I don't know exactly what happened. We each say the other made the first move. It may have just been the Sri Lankan heat, or the exhaustion from 48 hours of flying, or maybe it was because everyone just assumed we were a couple, but we were in each other's arms the first day. She said no sex in the first country (I think it felt like saying no sex on the first date), but we were together nonstop, I was horny and she was easy. We spent a week in Sri Lanka, a week in Thailand, three days in Singapore, a week in Bali and several nights in Hong Kong making flight connections. Each place was more romantic than the last (except Hong Kong). People assumed we were on our honeymoon. We were clearly hot for each other, but I was 45, she was 39, we had been around and we knew that this was a fling. We lived almost 1,000 miles apart and neither of us had any interest in relocating.

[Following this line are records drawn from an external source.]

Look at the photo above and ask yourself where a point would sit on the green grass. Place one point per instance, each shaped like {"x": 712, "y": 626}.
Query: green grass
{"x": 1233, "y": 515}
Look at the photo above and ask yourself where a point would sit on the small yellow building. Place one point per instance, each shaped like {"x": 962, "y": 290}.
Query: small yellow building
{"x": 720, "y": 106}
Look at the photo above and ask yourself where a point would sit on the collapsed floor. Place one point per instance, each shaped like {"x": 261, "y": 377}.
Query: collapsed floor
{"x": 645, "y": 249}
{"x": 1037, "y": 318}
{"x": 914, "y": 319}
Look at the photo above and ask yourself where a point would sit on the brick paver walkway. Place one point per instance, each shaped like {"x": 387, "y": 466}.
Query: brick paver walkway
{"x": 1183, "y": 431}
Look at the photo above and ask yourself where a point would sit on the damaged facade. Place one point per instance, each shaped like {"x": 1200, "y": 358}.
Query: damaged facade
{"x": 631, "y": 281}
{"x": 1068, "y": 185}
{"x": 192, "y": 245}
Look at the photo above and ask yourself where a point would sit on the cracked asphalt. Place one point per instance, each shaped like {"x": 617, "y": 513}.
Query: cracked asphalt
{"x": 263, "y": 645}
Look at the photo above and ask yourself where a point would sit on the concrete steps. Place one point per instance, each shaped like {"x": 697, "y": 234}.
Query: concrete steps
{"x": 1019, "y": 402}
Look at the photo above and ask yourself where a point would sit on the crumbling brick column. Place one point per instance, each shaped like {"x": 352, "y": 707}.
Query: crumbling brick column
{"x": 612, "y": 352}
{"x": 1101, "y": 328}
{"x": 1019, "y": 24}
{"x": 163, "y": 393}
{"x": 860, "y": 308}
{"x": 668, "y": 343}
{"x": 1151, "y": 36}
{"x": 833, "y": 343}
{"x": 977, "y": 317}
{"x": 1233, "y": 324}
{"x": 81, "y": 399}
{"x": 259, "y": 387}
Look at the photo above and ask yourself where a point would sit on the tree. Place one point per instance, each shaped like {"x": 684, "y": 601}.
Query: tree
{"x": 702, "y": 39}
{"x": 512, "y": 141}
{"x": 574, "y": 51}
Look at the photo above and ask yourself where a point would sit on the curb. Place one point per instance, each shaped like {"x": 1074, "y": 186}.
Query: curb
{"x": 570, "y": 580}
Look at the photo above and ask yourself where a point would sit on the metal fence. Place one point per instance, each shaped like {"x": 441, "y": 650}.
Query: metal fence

The trip ended well. After a month away from work, she blew off another couple of weeks to spend with me. After that we had to deal with long-distance dating. We flew back and forth every month and would get one good weekend, but no more. We talked about where we could live, but there were all these obstacles. Her mother was ailing and needed her and I was self-employed with a thriving business that wouldn't relocate well. Finally, I took the plunge and moved to Kentucky. I loved living in New England and loved the work I was doing, but I love her more. The business didn't work out here and now I'm a cube rat at half what I was earning 10 years ago, Kentucky is awful boring compared with Boston, and this is the Bible Belt. She is absolutely worth it.